When Evening Hymns’ Jonas Bonnetta asks “How long must I sing these songs of sorrow? / What’s the trick to get the darkness out?” on the song “Arrows” from 2012’s Spectral Dusk, I sense his own ghosts lingering between the notes. I intrinsically know his hopelessness and the futility he feels when he laments “I’ve been singing now for hours / Hoping for some special powers/ Teach me all the things that I can do to bring you back.” What’s a son to do? We’re not doctors, superheroes, or holy enough to think that prayer will make a lick of difference. You can’t buy the cure at the corner store; you have to carve your way out of the darkness by going into the corners you’d prefer to leave unexplored and catalogue all that lurks there.
Spectral Dusk made public Bonnetta’s private and personal response to his father’s death. Its moments of sentimentality and sweetness punctuate the sting of pain and heartache that comes when raw nerves are exposed and irritated.

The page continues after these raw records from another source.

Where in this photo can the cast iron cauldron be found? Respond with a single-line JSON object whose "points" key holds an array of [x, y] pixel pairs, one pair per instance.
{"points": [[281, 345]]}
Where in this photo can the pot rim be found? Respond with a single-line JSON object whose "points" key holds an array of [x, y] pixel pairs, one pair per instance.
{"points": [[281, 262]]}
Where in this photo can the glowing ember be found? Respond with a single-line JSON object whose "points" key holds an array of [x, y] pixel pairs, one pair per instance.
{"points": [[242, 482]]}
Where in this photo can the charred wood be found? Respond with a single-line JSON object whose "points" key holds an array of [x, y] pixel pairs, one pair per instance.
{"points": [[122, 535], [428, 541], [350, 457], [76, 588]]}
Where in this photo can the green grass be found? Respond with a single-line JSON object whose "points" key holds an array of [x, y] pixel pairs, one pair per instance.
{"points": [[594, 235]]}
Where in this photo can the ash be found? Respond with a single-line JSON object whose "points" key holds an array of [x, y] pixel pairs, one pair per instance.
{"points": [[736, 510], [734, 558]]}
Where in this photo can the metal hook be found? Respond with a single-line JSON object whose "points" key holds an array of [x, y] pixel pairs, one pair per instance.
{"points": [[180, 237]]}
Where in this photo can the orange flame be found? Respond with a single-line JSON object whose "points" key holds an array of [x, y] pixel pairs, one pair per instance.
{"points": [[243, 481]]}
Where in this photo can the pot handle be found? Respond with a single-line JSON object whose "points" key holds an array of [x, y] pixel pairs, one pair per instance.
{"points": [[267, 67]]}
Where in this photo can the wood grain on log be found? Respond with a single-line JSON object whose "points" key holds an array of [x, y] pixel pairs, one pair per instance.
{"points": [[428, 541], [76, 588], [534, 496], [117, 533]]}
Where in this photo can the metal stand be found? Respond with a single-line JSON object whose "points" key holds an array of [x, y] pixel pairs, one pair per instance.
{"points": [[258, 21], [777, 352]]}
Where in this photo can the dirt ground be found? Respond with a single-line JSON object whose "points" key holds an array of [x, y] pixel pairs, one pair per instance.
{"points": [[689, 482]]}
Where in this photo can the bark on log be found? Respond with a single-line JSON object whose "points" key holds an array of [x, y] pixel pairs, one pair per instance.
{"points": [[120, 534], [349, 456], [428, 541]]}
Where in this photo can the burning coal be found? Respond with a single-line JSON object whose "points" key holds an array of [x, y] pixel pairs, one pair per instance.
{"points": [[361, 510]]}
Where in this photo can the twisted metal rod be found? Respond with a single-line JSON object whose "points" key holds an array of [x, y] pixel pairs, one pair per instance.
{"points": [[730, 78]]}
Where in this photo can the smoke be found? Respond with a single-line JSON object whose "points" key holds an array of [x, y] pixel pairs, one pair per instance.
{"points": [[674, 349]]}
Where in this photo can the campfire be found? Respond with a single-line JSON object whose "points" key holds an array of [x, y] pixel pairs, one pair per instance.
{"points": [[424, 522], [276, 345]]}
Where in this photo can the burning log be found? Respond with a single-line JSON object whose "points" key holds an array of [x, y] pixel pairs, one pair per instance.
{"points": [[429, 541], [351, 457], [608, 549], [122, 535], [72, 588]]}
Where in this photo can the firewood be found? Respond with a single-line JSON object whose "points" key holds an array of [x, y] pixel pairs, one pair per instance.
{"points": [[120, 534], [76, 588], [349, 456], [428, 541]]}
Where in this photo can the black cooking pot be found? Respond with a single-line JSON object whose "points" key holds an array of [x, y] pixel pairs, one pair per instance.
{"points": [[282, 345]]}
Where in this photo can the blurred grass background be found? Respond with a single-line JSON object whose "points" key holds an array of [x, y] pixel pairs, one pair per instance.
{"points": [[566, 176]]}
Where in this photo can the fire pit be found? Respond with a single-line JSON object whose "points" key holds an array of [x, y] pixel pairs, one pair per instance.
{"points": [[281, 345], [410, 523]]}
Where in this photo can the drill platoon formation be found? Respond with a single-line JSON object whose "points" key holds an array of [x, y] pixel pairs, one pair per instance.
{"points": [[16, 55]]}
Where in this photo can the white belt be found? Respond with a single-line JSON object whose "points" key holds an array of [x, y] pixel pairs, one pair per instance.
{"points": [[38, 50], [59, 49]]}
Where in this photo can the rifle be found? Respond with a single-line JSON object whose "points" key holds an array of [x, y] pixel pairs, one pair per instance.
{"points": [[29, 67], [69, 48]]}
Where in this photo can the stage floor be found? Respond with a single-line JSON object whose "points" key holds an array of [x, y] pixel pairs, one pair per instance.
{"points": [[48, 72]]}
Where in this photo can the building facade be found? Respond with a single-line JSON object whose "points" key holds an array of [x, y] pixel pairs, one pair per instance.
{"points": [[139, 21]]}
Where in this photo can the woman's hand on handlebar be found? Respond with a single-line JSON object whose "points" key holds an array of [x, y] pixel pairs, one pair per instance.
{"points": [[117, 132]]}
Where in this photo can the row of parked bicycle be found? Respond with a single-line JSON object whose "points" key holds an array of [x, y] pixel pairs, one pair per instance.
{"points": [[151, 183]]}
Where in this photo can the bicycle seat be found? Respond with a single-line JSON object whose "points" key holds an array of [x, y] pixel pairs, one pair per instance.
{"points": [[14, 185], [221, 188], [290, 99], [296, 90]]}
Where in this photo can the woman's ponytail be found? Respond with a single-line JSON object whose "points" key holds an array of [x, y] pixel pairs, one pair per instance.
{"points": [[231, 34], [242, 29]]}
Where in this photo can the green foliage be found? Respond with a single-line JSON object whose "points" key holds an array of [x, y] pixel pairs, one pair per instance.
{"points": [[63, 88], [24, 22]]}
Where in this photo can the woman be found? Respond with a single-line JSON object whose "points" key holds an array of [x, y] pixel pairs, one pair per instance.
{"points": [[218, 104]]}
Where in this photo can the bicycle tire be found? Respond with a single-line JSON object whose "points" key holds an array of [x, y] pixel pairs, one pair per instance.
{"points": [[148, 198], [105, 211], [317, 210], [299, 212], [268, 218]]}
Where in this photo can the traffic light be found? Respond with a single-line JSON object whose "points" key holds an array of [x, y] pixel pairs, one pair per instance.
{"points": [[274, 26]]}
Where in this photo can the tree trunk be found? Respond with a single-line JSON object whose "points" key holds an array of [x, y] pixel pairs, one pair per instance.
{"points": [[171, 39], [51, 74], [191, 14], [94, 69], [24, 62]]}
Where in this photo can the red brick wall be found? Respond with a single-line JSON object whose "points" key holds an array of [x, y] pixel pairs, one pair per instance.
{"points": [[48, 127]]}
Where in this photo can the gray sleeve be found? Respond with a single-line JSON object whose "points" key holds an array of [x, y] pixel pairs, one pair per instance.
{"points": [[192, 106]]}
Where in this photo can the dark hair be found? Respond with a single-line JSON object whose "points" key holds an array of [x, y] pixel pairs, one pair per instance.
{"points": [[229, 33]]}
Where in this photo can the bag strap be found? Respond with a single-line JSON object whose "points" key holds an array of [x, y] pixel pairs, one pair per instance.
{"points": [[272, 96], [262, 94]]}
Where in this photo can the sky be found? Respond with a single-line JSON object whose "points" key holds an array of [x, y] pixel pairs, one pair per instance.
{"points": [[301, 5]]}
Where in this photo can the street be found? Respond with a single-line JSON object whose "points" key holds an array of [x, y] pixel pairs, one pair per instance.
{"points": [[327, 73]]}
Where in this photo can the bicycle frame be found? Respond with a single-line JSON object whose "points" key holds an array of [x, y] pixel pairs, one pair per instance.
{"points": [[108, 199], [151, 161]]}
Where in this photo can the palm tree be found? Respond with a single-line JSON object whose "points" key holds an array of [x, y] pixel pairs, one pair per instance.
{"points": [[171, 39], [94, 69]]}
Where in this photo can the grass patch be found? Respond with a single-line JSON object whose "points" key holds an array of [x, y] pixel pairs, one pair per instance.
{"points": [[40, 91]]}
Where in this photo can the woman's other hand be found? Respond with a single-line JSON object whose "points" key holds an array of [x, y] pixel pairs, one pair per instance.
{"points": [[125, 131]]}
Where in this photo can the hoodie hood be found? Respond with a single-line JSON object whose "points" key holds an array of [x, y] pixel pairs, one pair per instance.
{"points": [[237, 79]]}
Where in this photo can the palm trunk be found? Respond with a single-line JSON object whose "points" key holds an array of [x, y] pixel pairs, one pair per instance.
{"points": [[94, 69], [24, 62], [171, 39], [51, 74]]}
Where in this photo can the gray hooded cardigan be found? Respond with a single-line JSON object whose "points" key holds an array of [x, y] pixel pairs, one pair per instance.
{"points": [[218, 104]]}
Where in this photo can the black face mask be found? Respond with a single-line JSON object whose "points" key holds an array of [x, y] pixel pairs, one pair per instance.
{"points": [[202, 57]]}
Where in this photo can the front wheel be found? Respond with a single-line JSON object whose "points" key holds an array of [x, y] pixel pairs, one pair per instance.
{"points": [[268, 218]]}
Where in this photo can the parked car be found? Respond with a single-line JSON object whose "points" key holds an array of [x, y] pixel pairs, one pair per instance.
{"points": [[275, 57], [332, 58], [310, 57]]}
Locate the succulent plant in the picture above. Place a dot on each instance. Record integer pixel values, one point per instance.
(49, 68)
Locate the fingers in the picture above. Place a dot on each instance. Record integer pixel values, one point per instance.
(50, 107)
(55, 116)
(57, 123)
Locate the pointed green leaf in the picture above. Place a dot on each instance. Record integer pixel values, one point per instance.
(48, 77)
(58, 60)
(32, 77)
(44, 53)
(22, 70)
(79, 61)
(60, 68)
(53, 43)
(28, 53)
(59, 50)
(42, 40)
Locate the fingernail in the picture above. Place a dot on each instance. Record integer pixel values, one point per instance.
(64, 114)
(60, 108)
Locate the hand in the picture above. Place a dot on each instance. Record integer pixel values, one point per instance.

Much like he has on his recently released solo album, All This Here, Bonnetta employed field recordings (made in the dead of winter in the place where his father first shot a deer) as the album’s bookends. The vastness of the field recordings allows room for memories and recollections to float in and out of Spectral Dusk under nature’s power. In this way, we never linger too long in one emotional state. Moments of sentiment (“You and Jake”) temper anger (“Family Tree”). Hymns of love (“Moon River”) cuddle up with lullabies to the ill (“Song To Sleep To”). Wordless, haunting instrumentals (“Irving Lake Access Road”) convey as much warmth as the glow of a solo guitar and voice “(Spectral Dusk”).
Spectral Dusk always leaves me wanting to reach out and give Bonnetta a satisfying and comforting answer to his question about how long he must sing these songs. It’s human nature to want to reach out to someone who’s going through an experience similar to one you’ve already had. In those final notes of Spectral Dusk, as the music bleeds into the howling of the wind, I suddenly realized it’s the other way around. Spectral Dusk is Bonnetta reaching out to me and anyone else who is listening, wrapping a comforting arm around our shoulders and saying words that aren’t always easy to hear, even though they’re true: “It never gets better; it just gets easier in time.”